Die gerade von Augst angesprochene Trash- und Noise-Ästhetik findet sich auch in einem früheren Stück der beiden Künstler, ›The whole world is watching‹, ein Musical, wie die Künstler sagen, aus dem Jahr 2008. Das Stück basiert auf Pettibons Pop-Art-Buch ›The whole world is watching. Weatherman '69‹, das in den späten 1980er Jahren entstand. Pettibon arbeitet in dem Buch die Geschichte der amerikanischen linksradikalen Terrorgruppe ›Weatherman Underground› auf. Auflehnung gegen Rassismus und soziale Ungerechtigkeit, kommunistische Ideale und Gewalt gegen den Staat verbanden sich in dieser Bewegung mit der großen Strömung des „Sex, Drugs and Rock'n'Roll“. Das Stück portraitiert einzelne Akteure der Bewegung, wirft Schlaglichter auf ihre politische Motivation und auf die menschliche Seite: das Insistieren auf Spaß am Leben, aber auch die Gier nach Sex und Geltung.
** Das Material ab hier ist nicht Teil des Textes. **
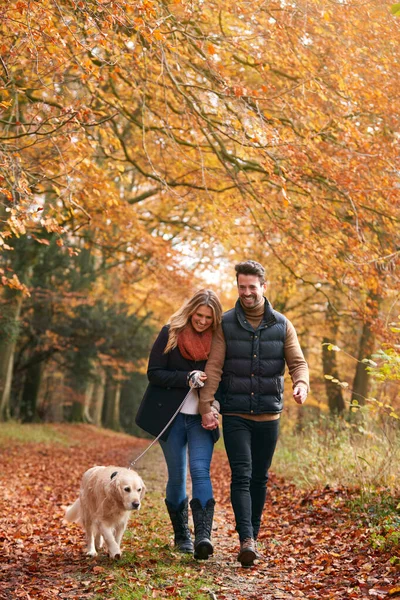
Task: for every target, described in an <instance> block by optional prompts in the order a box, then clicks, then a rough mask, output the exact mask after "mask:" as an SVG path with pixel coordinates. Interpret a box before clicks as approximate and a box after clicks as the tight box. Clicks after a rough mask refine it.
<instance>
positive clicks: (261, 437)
mask: <svg viewBox="0 0 400 600" xmlns="http://www.w3.org/2000/svg"><path fill="white" fill-rule="evenodd" d="M235 270H236V280H237V286H238V292H239V299H238V301H237V302H236V305H235V307H234V308H233V309H231V310H229V311H228V312H226V313H225V314H224V315H223V318H222V326H220V327H219V329H218V330H217V331H216V332H215V335H214V338H213V342H212V347H211V352H210V355H209V358H208V361H207V365H206V368H205V372H206V375H207V380H206V383H205V385H204V387H203V388H202V389H201V392H200V413H201V414H202V424H203V427H205V428H206V429H214V428H215V427H216V419H215V412H214V410H213V409H212V408H211V405H212V403H213V402H214V400H215V399H214V395H215V394H216V395H217V400H219V402H220V407H221V414H222V415H223V423H222V424H223V433H224V441H225V448H226V452H227V455H228V459H229V464H230V468H231V475H232V479H231V502H232V507H233V511H234V514H235V520H236V530H237V532H238V534H239V540H240V552H239V554H238V557H237V558H238V561H239V562H240V563H241V564H242V566H251V565H252V564H253V562H254V560H255V558H257V556H258V555H257V551H256V545H255V541H256V540H257V535H258V532H259V529H260V524H261V517H262V511H263V508H264V503H265V497H266V489H267V480H268V469H269V467H270V465H271V461H272V457H273V454H274V451H275V446H276V442H277V439H278V431H279V417H280V413H281V411H282V408H283V375H284V372H285V364H287V365H288V367H289V373H290V376H291V379H292V383H293V398H294V400H295V401H296V402H297V403H298V404H303V403H304V402H305V400H306V398H307V392H308V389H309V375H308V366H307V363H306V361H305V359H304V356H303V353H302V351H301V348H300V345H299V342H298V339H297V334H296V331H295V329H294V327H293V325H292V323H291V322H290V321H289V320H288V319H287V318H286V317H285V316H284V315H282V314H280V313H278V312H277V311H275V310H273V308H272V307H271V304H270V303H269V302H268V300H267V299H266V298H265V297H264V292H265V289H266V283H265V271H264V268H263V267H262V266H261V265H260V264H259V263H257V262H255V261H253V260H248V261H246V262H241V263H239V264H237V265H236V267H235ZM214 404H215V403H214Z"/></svg>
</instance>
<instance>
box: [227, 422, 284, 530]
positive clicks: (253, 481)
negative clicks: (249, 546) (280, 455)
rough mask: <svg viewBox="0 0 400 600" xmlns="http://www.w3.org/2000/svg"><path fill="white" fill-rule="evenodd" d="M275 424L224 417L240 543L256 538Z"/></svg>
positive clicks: (235, 515)
mask: <svg viewBox="0 0 400 600" xmlns="http://www.w3.org/2000/svg"><path fill="white" fill-rule="evenodd" d="M279 421H280V420H279V419H277V420H276V421H251V420H249V419H244V418H243V417H239V416H233V415H232V416H231V415H229V416H226V415H224V416H223V432H224V441H225V449H226V453H227V455H228V460H229V464H230V467H231V473H232V480H231V502H232V507H233V512H234V513H235V520H236V531H237V532H238V533H239V538H240V541H243V540H245V539H246V538H254V539H257V536H258V532H259V530H260V525H261V517H262V512H263V508H264V504H265V498H266V494H267V481H268V469H269V468H270V466H271V461H272V457H273V455H274V451H275V446H276V442H277V440H278V433H279Z"/></svg>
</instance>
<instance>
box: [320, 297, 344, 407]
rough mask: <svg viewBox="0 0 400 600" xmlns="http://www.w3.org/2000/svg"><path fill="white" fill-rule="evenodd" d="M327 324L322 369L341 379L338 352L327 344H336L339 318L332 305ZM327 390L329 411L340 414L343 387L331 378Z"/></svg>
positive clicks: (342, 403)
mask: <svg viewBox="0 0 400 600" xmlns="http://www.w3.org/2000/svg"><path fill="white" fill-rule="evenodd" d="M326 326H327V330H328V332H329V333H328V335H329V337H324V338H323V344H325V345H323V346H322V369H323V373H324V375H331V376H332V377H334V378H335V379H338V380H339V381H340V377H339V369H338V365H337V354H336V352H334V351H332V350H328V346H327V344H333V345H336V340H337V335H338V329H339V318H338V316H337V314H336V313H335V312H334V311H333V309H332V307H331V305H329V306H328V309H327V311H326ZM325 391H326V396H327V399H328V406H329V412H330V414H331V415H332V416H334V415H340V414H341V413H342V412H343V411H344V408H345V403H344V399H343V393H342V388H341V387H340V386H339V385H337V384H336V383H332V381H330V380H329V379H325Z"/></svg>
Neben den Stimmen von Raymond Pettibon und Oliver Augst wirken in dem Stück der legendäre japanische Noise-Gitarrist Keiji Haino, der Goldene Zitronen-Sänger Schorsch Kamerun und der Elektronik-Musiker Marcel Daemgen mit.
Hören Sie einen längeren Ausschnitt, etwa die Hälfte aus dem einstündigen Musical, ›The whole world is watching‹, von Oliver Augst und Raymond Pettibon.
EINSPIEL
›The whole world is watching‹
von Oliver Augst und Raymond Pettibon
MOD 4›The whole world is watching‹, von Oliver Augst und Raymond Pettibon. Mit Raymond Pettibon, Oliver Augst, Schorsch Kamerun und Michaela Ehinger, Stimme. Keiji Haino, Gitarre. Marcel Daemgen, Sampler. Texte: Raymond Pettibon. Konzept und Regie: Oliver Augst. Sie hörten einen Ausschnitt aus der Produktion des Hessischen Rundfunks aus dem Jahr 2008. Am Mikrofon verabschiedet sich Golo Föllmer.